En muselfränkisch Mess

WITTLICH. (noj) Bei der Wittlicher Säubrennerkirmes wird nicht nur Schweinebraten gegessen und Wein getrunken, es werden auch mehr Traditionen gepflegt. Eine davon ist das Festhochamt am Kirmessonntag, das von den 50-Jährigen und den Bipbailen mitgestaltet wurde.

Für manch einen der 50-Jährigen war es vielleicht gar nicht so einfach, pünktlich um 11 Uhr in der Pfarrkirche St. Bernhard zu erscheinen, lagen doch schon zwei feierintensive Tage hinter ihnen. Doch die meisten von ihnen waren sich der Tradition bewusst und nahmen die Plätze in den vier für sie reservierten Reihen in der Kirche ein. Es war dann auch eine etwas andere Messe als an "normalen" Sonntagen. "Wenn aisch singen well, bess dau dao", mit der Meldodie nach Kum-ba-ya, my Lord stimmten die Bipbailen die Gemeinde ein. Doch anders als beispielsweise die Mundartmesse bei der Fastnacht beschränkte sich das Moselfränkische auf die Lieder, die auch von der Gemeinde gerne mitgesungen wurden. Ruth Becker verlas eine Bibelstelle der Epheser, und mahnte alle Kirmesbesucher, dass sie sich "nicht berauschen mit Wein, in welchem Ausschweifung ist." Um eher feste Nahrung ging es in einem weiteren Lied der Bipbailen, die vom "Bruud, dat mihr däälen" sangen. Richtig Stimmung kam gegen Ende der Messe auf, als das beliebte Kirchenlied "Danke" in Moselländischer Mundart gesungen wurde, das noch übertroffen wurde vom Schlusslied: "Mihr haonn dihr hait gesungen, en Muselfränkisch Mess, Oh Här met Engelszungen, et es su wie et es, jao!" Begeisterter Applaus, wie er sonst eher selten im Gotteshaus zu hören ist, beendete die Messe.
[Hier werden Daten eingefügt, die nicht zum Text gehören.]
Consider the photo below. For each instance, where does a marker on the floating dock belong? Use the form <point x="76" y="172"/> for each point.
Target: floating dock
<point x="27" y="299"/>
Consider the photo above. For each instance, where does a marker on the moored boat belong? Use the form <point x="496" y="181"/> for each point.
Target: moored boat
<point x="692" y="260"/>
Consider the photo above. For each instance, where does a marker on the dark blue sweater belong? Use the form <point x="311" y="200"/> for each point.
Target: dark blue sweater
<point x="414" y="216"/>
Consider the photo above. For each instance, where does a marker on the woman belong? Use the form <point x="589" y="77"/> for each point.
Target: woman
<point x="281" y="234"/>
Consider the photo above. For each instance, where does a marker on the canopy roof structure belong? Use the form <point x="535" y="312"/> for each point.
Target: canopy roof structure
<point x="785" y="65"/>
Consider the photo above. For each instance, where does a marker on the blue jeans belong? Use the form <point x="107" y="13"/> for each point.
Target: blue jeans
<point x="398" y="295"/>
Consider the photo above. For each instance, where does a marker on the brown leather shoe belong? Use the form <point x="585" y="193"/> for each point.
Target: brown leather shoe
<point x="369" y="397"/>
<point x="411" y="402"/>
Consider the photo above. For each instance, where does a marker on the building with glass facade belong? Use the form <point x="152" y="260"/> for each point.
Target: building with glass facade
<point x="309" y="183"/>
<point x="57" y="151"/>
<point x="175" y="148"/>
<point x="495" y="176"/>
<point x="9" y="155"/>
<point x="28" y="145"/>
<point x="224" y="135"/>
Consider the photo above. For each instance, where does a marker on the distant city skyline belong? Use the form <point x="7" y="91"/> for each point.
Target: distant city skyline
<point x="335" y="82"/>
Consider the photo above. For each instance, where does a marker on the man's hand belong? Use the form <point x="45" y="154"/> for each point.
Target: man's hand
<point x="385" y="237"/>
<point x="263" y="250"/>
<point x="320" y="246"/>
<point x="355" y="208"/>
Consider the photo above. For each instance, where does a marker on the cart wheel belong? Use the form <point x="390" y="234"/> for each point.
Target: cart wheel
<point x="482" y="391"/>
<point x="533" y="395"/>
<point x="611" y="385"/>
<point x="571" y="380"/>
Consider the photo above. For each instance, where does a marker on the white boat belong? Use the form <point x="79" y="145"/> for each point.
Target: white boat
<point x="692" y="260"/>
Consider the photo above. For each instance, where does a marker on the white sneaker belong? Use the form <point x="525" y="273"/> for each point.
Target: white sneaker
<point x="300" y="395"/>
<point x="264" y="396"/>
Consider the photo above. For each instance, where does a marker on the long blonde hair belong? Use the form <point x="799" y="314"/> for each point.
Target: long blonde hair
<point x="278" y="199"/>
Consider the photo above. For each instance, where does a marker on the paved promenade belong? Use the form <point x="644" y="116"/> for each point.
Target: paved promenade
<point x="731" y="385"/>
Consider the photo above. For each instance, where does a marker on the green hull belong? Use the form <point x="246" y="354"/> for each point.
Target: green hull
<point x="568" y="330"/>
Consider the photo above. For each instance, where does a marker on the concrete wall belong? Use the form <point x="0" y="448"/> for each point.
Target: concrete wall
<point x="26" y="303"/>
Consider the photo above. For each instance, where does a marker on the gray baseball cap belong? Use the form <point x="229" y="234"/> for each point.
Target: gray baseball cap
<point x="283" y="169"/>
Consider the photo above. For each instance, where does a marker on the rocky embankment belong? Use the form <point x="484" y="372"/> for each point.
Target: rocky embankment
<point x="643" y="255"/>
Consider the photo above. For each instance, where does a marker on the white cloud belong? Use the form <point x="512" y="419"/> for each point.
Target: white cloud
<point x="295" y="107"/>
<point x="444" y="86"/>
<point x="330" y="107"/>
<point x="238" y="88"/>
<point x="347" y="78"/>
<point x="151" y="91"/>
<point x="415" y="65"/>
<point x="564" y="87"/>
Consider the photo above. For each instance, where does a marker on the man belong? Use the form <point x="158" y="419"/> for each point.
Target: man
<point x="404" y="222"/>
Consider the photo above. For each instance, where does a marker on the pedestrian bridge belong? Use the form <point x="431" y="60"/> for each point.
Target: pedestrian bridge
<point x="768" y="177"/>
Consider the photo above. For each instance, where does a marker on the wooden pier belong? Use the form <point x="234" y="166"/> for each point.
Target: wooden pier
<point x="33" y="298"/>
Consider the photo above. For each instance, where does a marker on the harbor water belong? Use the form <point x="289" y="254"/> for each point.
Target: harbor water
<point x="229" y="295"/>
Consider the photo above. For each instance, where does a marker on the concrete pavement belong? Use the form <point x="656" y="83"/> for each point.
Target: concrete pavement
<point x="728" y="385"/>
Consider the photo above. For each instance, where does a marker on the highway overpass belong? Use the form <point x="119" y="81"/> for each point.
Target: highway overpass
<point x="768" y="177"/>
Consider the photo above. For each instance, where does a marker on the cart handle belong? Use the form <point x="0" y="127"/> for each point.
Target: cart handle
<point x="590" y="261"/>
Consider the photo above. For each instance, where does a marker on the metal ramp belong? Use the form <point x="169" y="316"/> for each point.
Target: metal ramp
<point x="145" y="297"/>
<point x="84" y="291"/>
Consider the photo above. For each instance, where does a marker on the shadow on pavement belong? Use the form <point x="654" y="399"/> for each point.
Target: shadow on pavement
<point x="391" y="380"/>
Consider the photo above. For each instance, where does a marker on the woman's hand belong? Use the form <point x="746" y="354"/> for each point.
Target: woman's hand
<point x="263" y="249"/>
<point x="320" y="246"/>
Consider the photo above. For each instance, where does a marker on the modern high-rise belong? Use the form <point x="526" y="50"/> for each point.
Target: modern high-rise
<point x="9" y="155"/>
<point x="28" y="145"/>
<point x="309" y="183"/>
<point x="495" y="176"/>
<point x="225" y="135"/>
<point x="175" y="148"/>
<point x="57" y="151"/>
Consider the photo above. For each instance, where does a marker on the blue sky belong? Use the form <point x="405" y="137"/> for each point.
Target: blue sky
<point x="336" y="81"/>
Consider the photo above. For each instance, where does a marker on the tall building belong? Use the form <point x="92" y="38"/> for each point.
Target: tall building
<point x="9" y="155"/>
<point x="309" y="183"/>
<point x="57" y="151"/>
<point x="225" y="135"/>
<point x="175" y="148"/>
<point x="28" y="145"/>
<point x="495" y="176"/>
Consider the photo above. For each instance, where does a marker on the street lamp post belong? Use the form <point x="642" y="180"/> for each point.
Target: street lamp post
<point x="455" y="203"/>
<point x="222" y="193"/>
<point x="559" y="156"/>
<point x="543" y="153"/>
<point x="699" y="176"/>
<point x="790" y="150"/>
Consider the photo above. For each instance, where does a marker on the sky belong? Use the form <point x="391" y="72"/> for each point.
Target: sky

Fast wunderte es, dass nicht noch "Zugabe"-Rufe ertönten. Doch dafür blieb keine Zeit, denn auf die 50-Jährigen wartete schon der nächste Termin: das Erinnerungsfoto vor der Markuskirche, die für das Hochamt selbst an diesem Tag wegen der Bauarbeiten nicht genutzt werden konnte.